Minister of Irrigation Government of Andhra Pradesh
- In office 22 October 1999 – 14 May 2004
- Governor: C. Rangarajan Surjit Singh Barnala
- Chief Minister: N. Chandrababu Naidu

Minister of Excise Government of Andhra Pradesh
- In office 8 October 1995 – 11 October 1999
- Governor: Krishan Kant C. Rangarajan
- Chief Minister: N. Chandrababu Naidu

Member of Legislative Assembly, Andhra Pradesh
- In office 1989–2004
- Preceded by: Mandava M. J. Thomas Chowdary
- Succeeded by: Gaddam Ganga Reddy
- Constituency: Dichpally
- In office 2009–2014
- Preceded by: Constituency established
- Succeeded by: Bajireddy Goverdhan
- Constituency: Dichpally

Personal details
- Party: Indian National Congress (since 2023)
- Other party: Bharat Rashtra Samithi (2019–2023) Telugu Desam Party (1985–2019)

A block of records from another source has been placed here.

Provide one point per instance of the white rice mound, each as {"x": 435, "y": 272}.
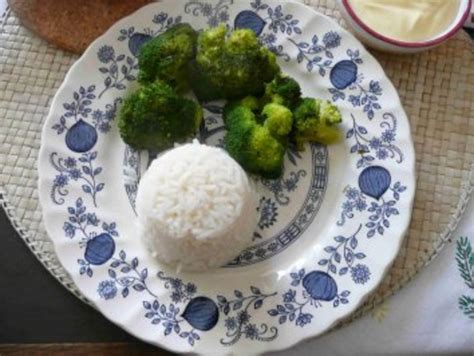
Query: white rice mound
{"x": 196, "y": 208}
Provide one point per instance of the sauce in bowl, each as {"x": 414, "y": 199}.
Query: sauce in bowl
{"x": 407, "y": 20}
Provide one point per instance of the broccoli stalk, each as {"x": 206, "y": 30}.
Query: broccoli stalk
{"x": 315, "y": 120}
{"x": 230, "y": 67}
{"x": 259, "y": 148}
{"x": 166, "y": 57}
{"x": 155, "y": 117}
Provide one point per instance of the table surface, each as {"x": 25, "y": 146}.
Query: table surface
{"x": 51, "y": 315}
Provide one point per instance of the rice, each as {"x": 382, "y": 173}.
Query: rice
{"x": 196, "y": 208}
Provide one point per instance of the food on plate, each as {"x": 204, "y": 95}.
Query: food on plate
{"x": 166, "y": 57}
{"x": 251, "y": 143}
{"x": 230, "y": 67}
{"x": 259, "y": 130}
{"x": 196, "y": 208}
{"x": 155, "y": 117}
{"x": 265, "y": 113}
{"x": 283, "y": 90}
{"x": 315, "y": 120}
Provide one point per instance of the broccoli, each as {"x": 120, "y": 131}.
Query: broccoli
{"x": 166, "y": 57}
{"x": 259, "y": 148}
{"x": 283, "y": 90}
{"x": 155, "y": 117}
{"x": 278, "y": 120}
{"x": 230, "y": 68}
{"x": 315, "y": 120}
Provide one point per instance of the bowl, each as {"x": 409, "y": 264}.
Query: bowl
{"x": 376, "y": 40}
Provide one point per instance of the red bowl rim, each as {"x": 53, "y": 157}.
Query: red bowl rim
{"x": 429, "y": 43}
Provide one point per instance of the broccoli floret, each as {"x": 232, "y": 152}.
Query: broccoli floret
{"x": 252, "y": 144}
{"x": 278, "y": 120}
{"x": 155, "y": 117}
{"x": 315, "y": 120}
{"x": 230, "y": 68}
{"x": 283, "y": 90}
{"x": 166, "y": 57}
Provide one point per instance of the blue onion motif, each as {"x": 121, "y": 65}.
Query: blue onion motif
{"x": 343, "y": 74}
{"x": 107, "y": 289}
{"x": 201, "y": 313}
{"x": 374, "y": 181}
{"x": 136, "y": 41}
{"x": 99, "y": 249}
{"x": 250, "y": 20}
{"x": 320, "y": 286}
{"x": 81, "y": 137}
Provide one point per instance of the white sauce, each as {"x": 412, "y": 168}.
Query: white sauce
{"x": 407, "y": 20}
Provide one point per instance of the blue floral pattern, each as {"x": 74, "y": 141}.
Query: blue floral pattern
{"x": 312, "y": 53}
{"x": 81, "y": 170}
{"x": 99, "y": 248}
{"x": 239, "y": 321}
{"x": 343, "y": 255}
{"x": 381, "y": 148}
{"x": 187, "y": 310}
{"x": 118, "y": 69}
{"x": 318, "y": 288}
{"x": 381, "y": 212}
{"x": 216, "y": 13}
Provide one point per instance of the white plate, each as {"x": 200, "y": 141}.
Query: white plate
{"x": 328, "y": 230}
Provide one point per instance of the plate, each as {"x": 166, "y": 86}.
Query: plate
{"x": 328, "y": 229}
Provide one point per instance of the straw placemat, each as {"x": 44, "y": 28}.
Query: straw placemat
{"x": 436, "y": 89}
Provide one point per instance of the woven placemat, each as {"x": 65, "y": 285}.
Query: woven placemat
{"x": 436, "y": 88}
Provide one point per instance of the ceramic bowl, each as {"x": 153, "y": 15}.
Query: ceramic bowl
{"x": 376, "y": 40}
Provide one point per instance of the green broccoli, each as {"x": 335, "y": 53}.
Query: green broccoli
{"x": 283, "y": 90}
{"x": 166, "y": 57}
{"x": 278, "y": 119}
{"x": 315, "y": 120}
{"x": 259, "y": 148}
{"x": 155, "y": 117}
{"x": 230, "y": 68}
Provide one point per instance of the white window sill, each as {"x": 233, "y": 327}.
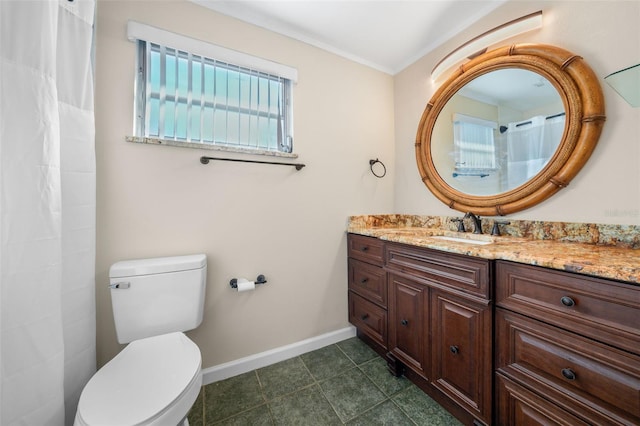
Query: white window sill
{"x": 211, "y": 147}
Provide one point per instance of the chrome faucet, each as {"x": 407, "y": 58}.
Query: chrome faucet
{"x": 477, "y": 223}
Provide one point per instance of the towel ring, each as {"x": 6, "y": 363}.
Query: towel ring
{"x": 384, "y": 169}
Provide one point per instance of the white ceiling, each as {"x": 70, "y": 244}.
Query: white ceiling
{"x": 386, "y": 35}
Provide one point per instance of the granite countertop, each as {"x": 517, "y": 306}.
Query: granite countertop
{"x": 600, "y": 260}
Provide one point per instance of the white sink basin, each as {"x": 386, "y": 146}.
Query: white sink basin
{"x": 462, "y": 240}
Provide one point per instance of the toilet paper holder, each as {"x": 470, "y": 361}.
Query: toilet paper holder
{"x": 259, "y": 280}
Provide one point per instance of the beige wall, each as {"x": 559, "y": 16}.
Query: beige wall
{"x": 288, "y": 225}
{"x": 607, "y": 190}
{"x": 248, "y": 219}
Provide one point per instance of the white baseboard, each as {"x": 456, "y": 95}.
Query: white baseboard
{"x": 263, "y": 359}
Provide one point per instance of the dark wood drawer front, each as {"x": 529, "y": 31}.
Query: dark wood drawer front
{"x": 518, "y": 406}
{"x": 367, "y": 249}
{"x": 464, "y": 273}
{"x": 368, "y": 281}
{"x": 580, "y": 369}
{"x": 601, "y": 309}
{"x": 368, "y": 318}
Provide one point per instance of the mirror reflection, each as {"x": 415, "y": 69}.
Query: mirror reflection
{"x": 497, "y": 132}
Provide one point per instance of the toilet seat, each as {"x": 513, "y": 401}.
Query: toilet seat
{"x": 151, "y": 381}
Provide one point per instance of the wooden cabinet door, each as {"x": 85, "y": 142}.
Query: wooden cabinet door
{"x": 407, "y": 322}
{"x": 461, "y": 351}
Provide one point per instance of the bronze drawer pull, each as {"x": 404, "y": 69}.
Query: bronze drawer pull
{"x": 568, "y": 374}
{"x": 567, "y": 301}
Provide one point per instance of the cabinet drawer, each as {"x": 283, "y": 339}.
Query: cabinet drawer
{"x": 601, "y": 309}
{"x": 517, "y": 406}
{"x": 367, "y": 249}
{"x": 467, "y": 274}
{"x": 368, "y": 281}
{"x": 566, "y": 367}
{"x": 369, "y": 318}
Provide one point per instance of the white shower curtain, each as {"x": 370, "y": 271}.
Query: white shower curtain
{"x": 524, "y": 149}
{"x": 47, "y": 209}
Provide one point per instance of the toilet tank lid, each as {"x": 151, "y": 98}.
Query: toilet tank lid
{"x": 157, "y": 265}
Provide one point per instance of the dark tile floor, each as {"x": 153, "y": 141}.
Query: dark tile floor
{"x": 346, "y": 383}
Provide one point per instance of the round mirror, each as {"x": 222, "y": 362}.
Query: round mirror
{"x": 509, "y": 129}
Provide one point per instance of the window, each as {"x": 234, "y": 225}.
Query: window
{"x": 475, "y": 149}
{"x": 195, "y": 94}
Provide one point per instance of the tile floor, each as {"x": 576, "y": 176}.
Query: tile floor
{"x": 345, "y": 383}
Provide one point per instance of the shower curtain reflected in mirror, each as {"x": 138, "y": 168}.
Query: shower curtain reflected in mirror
{"x": 530, "y": 146}
{"x": 47, "y": 209}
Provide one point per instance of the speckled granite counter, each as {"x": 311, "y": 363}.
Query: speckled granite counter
{"x": 607, "y": 251}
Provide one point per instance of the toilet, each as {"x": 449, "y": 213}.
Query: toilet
{"x": 156, "y": 378}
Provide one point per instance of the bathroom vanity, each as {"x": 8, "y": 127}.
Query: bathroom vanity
{"x": 493, "y": 336}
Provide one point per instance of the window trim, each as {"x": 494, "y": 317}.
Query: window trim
{"x": 137, "y": 32}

= Mandava Venkateshwara Rao =

Indian politician

Mandava Venkateshwara Rao is an Indian politician from the state of Telangana. He has won four terms as an MLA from Dichpally Assembly Constituency and once from Nizamabad Rural Assembly constituency in the united state of Andhra Pradesh and served as Minister of Excise Department, Education Department and Heavy Irrigation Department.

==Career==
Rao entered politics through the Telugu Desam Party (TDP) and successfully contested as a candidate in the 1985 Andhra Pradesh Legislative Assembly election from Dichpalli Assembly constituency over his closest rival Indian National Congress candidate Antareddy Bal Reddy with a majority of 7726 votes.

Rao served as Vice Chairman of the State Planning Commission in 1995 and Excise Minister in First N. Chandrababu Naidu ministry cabinet in 1997. He also served as the Minister of Heavy Irrigation in Second N. Chandrababu Naidu ministry for three years and in 2002 he held the charge of Education Minister.

Rao contested the 2004 elections on behalf of the TDP and was defeated by his nearest rival TRS candidate Gaddam Gangareddy. He contested as a TDP candidate in 2008 (by-election) and repeated the same result. He was re-reelected in the 2009 Andhra Pradesh Legislative Assembly election from the Nizamabad Rural Assembly constituency.

Telangana Chief Minister K. Chandrasekhar Rao visited Rao's house in Hyderabad on 5 April 2019 and invited him to join the party. He joined the Telangana Rashtra Samithi party at Pragathi Bhavan on 6 April 2019.

Rao joined the Congress party in the presence of Rahul Gandhi at the Congress election campaign meeting at Bodhan on 25 November 2023.